Non ho molto tempo libero a causa degli allentamenti. Nei momenti di relax faccio il papà a tempo pieno. Quando le temperature sono piacevoli io e la mia famiglia cerchiamo di uscire per passeggiate nei parchi, mentre quando ho qualche giorno in più optiamo per visitare altre città americane.

C’è stata qualche situazione particolare al tuo arrivo?

I primi mesi, poiché avevo la mia famiglia ancora in Italia, sono stati un po’ difficili anche a causa delle temperature rigide. Ha nevicato molto e all’inizio, quando guidavo, non ero abituato a fermarmi ben distante dal semaforo e, beh, mi sono spesso ritrovato al centro dell’incrocio! (ride, ndr).

Qual è stato il momento più bello della tua carriera in generale?

Posso ritenermi fortunato perché ho avuto tanti bei momenti nella mia carriera. La prima gioia l’ho vissuta a Lecce quando abbiamo ottenuto la promozione in Serie A. La stagione successiva a Parma abbiamo ottenuto una qualificazione in Coppa Uefa con una squadra di giovani.
Ho un bellissimo ricordo anche con la Nazionale Under 21 dove nel 2004 in pochi mesi abbiamo vinto l’Europeo in Germania e la medaglia di bronzo alle Olimpiadi di Atene.
Tuttavia gli anni migliori gli ho trascorsi a Firenze dove ho avuto costanza nel giocare e ho trovato tanti amici.

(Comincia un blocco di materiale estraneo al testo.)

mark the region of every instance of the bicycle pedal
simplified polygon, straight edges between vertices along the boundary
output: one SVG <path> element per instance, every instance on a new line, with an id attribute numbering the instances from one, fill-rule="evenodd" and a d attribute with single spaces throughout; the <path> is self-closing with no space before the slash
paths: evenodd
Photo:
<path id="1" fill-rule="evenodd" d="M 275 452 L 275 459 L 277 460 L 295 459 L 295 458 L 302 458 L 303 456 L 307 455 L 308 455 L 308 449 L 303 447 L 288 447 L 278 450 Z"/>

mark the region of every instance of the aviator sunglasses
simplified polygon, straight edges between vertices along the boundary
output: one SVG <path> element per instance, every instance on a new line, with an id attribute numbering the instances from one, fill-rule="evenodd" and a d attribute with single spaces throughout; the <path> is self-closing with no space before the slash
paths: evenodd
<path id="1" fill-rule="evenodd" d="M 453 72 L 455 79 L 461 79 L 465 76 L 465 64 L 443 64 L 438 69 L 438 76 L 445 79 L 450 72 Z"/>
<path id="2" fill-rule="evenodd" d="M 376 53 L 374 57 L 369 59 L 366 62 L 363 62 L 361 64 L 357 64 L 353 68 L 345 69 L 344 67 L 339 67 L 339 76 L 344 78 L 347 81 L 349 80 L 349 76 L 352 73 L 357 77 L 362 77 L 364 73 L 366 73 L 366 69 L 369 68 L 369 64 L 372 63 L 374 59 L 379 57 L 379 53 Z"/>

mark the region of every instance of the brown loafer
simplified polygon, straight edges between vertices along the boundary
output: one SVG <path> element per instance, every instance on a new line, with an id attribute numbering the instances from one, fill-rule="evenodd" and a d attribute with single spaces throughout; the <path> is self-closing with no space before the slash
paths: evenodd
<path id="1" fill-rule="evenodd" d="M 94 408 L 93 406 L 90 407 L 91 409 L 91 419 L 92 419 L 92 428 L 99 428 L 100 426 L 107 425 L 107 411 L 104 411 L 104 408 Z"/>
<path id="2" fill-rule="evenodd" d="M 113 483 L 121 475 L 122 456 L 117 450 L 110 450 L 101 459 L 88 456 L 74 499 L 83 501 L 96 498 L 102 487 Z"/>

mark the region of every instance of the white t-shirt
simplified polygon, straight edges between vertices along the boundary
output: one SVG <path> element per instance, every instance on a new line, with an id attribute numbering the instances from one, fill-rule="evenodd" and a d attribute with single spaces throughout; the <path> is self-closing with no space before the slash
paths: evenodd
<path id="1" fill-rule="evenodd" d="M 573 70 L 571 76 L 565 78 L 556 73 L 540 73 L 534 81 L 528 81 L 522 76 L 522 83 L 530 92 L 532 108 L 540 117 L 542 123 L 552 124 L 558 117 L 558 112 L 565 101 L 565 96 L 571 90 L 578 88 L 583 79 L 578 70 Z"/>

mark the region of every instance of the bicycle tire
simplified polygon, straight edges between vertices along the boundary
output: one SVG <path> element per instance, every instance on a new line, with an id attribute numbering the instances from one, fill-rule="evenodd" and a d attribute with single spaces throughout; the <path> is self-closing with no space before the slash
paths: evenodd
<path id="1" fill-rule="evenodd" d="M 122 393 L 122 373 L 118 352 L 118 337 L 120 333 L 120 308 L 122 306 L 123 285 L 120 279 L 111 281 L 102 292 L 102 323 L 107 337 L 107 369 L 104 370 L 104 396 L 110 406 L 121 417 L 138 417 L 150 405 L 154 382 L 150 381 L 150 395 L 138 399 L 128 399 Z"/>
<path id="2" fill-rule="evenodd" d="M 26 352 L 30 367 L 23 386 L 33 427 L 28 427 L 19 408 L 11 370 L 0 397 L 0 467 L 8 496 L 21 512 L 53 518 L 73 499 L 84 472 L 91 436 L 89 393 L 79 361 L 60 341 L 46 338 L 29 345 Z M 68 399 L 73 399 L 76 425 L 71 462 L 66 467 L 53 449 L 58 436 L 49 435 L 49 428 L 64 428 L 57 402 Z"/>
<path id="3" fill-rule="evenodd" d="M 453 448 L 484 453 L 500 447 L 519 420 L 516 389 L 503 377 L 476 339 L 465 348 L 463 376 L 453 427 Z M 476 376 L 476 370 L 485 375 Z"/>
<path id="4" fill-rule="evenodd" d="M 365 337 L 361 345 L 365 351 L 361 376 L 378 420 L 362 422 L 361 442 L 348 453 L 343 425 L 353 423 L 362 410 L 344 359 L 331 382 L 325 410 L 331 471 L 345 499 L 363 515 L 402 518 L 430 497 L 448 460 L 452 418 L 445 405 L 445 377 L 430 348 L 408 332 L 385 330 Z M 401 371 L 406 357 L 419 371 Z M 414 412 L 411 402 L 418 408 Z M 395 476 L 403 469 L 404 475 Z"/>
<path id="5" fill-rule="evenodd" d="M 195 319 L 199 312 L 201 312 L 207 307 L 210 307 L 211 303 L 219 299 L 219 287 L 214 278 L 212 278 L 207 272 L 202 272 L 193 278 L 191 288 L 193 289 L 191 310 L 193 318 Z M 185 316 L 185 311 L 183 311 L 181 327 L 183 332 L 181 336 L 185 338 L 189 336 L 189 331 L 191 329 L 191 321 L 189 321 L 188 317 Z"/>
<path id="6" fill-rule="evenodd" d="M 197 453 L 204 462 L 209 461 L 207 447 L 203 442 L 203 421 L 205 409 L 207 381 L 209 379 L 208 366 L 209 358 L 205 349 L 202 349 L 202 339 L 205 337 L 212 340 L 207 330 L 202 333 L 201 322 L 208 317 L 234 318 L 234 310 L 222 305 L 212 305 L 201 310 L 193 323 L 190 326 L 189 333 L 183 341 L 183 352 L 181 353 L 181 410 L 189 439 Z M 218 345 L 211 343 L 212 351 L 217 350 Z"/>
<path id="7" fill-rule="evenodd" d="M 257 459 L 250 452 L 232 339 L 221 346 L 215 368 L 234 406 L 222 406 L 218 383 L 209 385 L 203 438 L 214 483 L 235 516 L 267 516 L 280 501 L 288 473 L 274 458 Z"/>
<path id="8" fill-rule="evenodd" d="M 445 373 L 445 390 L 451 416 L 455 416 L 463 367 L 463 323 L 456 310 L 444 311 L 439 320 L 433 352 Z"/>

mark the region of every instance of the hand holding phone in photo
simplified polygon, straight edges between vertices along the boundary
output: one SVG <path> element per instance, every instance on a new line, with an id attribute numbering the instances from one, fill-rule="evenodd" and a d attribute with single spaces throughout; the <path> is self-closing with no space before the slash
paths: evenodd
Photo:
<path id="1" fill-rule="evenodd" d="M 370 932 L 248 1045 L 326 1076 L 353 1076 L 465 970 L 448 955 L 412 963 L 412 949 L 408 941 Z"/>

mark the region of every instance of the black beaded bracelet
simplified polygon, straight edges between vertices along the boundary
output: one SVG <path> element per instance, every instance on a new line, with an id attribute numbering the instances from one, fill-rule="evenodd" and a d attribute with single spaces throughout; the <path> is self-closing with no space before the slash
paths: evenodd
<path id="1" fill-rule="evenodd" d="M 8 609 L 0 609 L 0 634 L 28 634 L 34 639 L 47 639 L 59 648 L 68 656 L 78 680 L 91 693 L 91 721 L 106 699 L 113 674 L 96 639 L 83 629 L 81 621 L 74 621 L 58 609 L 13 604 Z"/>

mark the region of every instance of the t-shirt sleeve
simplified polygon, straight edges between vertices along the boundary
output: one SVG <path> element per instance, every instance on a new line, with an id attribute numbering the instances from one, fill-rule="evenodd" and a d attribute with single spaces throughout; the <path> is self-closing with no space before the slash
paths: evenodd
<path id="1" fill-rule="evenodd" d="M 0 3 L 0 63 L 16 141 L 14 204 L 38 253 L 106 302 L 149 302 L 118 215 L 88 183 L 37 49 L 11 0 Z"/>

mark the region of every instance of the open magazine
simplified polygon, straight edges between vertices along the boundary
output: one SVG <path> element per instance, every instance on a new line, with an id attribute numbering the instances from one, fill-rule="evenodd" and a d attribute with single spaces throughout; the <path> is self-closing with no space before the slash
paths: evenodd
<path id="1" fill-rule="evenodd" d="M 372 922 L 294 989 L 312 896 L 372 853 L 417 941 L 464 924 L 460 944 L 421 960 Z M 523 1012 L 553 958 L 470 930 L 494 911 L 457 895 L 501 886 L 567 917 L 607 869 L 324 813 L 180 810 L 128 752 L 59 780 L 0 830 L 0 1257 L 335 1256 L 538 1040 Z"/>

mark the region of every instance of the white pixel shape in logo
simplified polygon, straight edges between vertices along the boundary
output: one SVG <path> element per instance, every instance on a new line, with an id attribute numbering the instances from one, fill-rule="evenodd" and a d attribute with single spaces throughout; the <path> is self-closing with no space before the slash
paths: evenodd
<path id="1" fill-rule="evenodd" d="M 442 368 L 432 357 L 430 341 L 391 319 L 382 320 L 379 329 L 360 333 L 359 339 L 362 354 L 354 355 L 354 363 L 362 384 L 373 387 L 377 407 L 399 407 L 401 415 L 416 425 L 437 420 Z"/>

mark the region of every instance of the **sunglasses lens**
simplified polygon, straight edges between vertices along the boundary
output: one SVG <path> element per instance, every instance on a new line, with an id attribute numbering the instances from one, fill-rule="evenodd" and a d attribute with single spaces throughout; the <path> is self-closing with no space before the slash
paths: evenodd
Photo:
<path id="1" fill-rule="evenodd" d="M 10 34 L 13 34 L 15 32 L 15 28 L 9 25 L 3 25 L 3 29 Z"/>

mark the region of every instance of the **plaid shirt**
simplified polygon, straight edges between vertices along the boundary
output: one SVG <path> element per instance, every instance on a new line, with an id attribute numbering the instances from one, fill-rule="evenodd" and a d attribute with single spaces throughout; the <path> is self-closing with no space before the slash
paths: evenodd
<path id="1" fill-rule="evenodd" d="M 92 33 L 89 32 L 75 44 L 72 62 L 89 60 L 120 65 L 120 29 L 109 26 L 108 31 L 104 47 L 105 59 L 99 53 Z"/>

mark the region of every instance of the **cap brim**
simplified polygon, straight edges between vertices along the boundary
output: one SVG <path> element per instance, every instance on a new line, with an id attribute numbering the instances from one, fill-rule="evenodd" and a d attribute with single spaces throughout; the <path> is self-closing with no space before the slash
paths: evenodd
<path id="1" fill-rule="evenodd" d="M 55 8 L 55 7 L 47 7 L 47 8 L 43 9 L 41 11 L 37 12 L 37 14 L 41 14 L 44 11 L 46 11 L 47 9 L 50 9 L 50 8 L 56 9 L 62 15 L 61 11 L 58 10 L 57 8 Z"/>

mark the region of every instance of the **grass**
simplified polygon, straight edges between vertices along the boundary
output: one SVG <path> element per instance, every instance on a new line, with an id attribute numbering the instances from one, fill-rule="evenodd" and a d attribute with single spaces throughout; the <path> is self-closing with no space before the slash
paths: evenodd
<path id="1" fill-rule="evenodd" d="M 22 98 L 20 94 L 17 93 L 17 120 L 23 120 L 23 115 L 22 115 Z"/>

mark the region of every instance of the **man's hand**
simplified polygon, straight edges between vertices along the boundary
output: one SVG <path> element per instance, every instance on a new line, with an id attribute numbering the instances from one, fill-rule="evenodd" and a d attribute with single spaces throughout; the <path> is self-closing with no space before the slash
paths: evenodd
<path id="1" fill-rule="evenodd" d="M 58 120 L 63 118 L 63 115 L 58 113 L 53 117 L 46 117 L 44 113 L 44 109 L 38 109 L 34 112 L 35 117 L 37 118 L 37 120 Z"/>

Un ricordo indelebile sarà sicuramente legato alla mia ultima partita in maglia viola quando tutto lo stadio Franchi a fine gara mi ha salutato con affetto, quella stessa sera poi è anche nata mia figlia. Un mix di emozioni.
Ora aspetto di vivere qualche bella sensazione anche qui in Canada.

Ti manca l’Italia? Una volta terminata la tua esperienza, cosa farai?

Certo che mi manca: il cibo, la vita, la solarità della gente e tanto altro. Torno due volte all’anno in Italia e credo che prima o poi rientrerò nella mia terra. Sto cercando ancora di imparare tante cose nel mondo calcistico e, se nel futuro ci sarà modo, potrei restare nel mondo del pallone.